The Fifth Element

Directed by Luc Besson, 1997, starring Bruce Willis, Gary Oldman, Milla Jovovich and Chris Tucker, story by Luc Besson, music by Eric Serra, costumes by Jean-Paul Gaultier, production designer, Dan Weil, 105 minutes. PG-13.

By Carter B. Horsley

This parody of blockbuster sci-fi and adventure films is exuberantly casual in its throwaway of good material. It is like a rapid-fire comedian who steps on his own great jokes, forgetting, or not knowing, to pause for the laughter.

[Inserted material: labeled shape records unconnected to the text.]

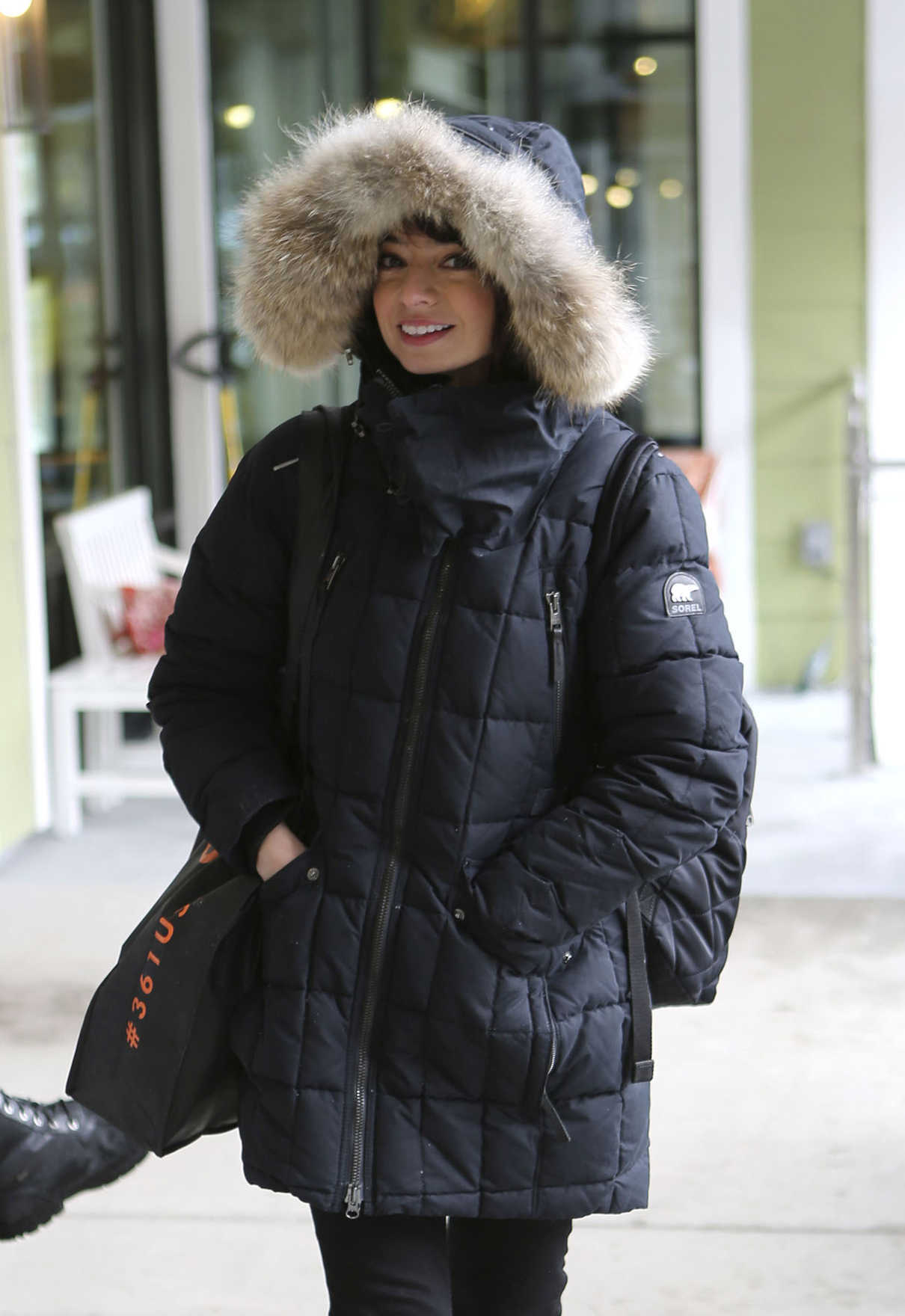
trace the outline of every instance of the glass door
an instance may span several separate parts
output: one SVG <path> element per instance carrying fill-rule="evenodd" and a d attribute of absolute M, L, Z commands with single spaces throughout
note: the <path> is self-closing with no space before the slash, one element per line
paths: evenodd
<path fill-rule="evenodd" d="M 154 329 L 162 291 L 147 278 L 159 209 L 153 196 L 135 195 L 132 159 L 149 161 L 154 176 L 153 133 L 142 128 L 141 151 L 132 133 L 147 92 L 135 68 L 149 58 L 153 68 L 154 55 L 151 45 L 126 70 L 128 38 L 112 53 L 125 14 L 107 0 L 46 0 L 45 130 L 18 139 L 30 447 L 39 470 L 51 667 L 79 651 L 53 519 L 145 483 L 162 533 L 172 520 L 166 383 L 158 387 L 166 343 Z M 126 196 L 141 222 L 124 209 Z M 138 261 L 129 249 L 133 233 Z"/>
<path fill-rule="evenodd" d="M 237 212 L 246 188 L 291 150 L 284 129 L 360 95 L 366 24 L 356 0 L 209 0 L 214 208 L 222 353 L 222 416 L 230 465 L 287 416 L 354 396 L 356 371 L 316 380 L 270 370 L 229 333 Z M 230 434 L 230 426 L 234 432 Z"/>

It is oddly paced, beginning slowly in an archaeological dig in Egypt in 1914 where the threat of apocalyptic destruction every 5,000 years is hieroglyphically discovered as well as four abstractly carved stones representing the four elements that are whisked away by relatively non-aggressive, bronzed, horse-shoe-like aliens with tiny insect heads who land and depart in what one critic has described as a rutabaga spaceship.  The film then jumps ahead to New York for the next 5,000-year anniversary, the year 2214, where Bruce Willis is a driver of a Red-Grooms-like air-taxi in a vertiginous cityscape.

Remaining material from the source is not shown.